Le journaliste de la chaîne qatarie a commencé à cesser de s'alimenter le 21 janvier pour protester contre sa détention.

"Parce que nous sommes convaincus que notre fils n'a commis aucune faute ni diffusé rien qui soit punissable par la loi, nous pensions qu'il serait relâché (...) mais les mois passent (...) et notre fils est toujours emprisonné" dans de mauvaises conditions, poursuit la famille.

Trois autres journalistes, dont le directeur du bureau d'Al-Jazeera English au Caire, l'Egypto-Canadien Mohamed Fadel Fahmy, et l'Australien Peter Greste, sont détenus depuis plus de 100 jours et jugés pour soutien présumé aux islamistes.

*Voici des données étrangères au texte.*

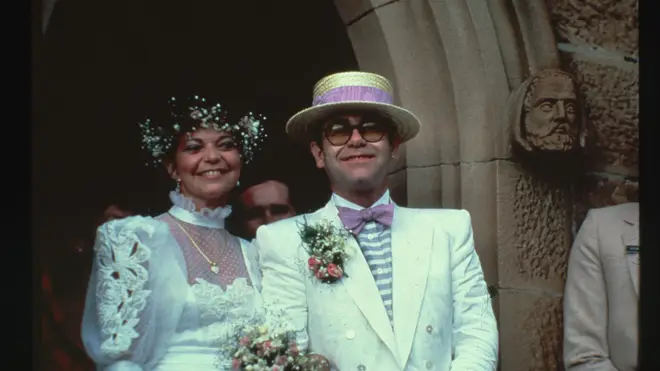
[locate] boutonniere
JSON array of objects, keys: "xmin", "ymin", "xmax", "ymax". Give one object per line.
[{"xmin": 298, "ymin": 220, "xmax": 354, "ymax": 283}]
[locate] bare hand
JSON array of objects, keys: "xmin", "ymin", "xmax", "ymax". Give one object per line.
[
  {"xmin": 307, "ymin": 354, "xmax": 330, "ymax": 371},
  {"xmin": 97, "ymin": 204, "xmax": 133, "ymax": 227}
]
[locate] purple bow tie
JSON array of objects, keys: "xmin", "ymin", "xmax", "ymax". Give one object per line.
[{"xmin": 337, "ymin": 204, "xmax": 394, "ymax": 236}]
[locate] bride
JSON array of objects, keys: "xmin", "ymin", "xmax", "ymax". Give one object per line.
[{"xmin": 82, "ymin": 96, "xmax": 264, "ymax": 371}]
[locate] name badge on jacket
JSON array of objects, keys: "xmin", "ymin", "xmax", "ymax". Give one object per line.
[{"xmin": 626, "ymin": 245, "xmax": 639, "ymax": 295}]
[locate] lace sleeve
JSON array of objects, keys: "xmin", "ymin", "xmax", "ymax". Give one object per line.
[{"xmin": 82, "ymin": 217, "xmax": 186, "ymax": 370}]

Depuis la destitution du président islamiste Mohamed Morsi par l'armée le 3 juillet, les nouvelles autorités ont lancé une répression sanglante contre ses partisans. Au moins 1.400 d'entre eux ont été tués et des centaines sont actuellement jugés.

L'Egypte n'a pas apprécié la couverture de la répression par Al-Jazeera qui a fait, selon elle, la part belle aux islamistes. Les autorités ont fermé l'antenne égyptienne, et depuis Le Caire et Doha sont à couteaux tirés.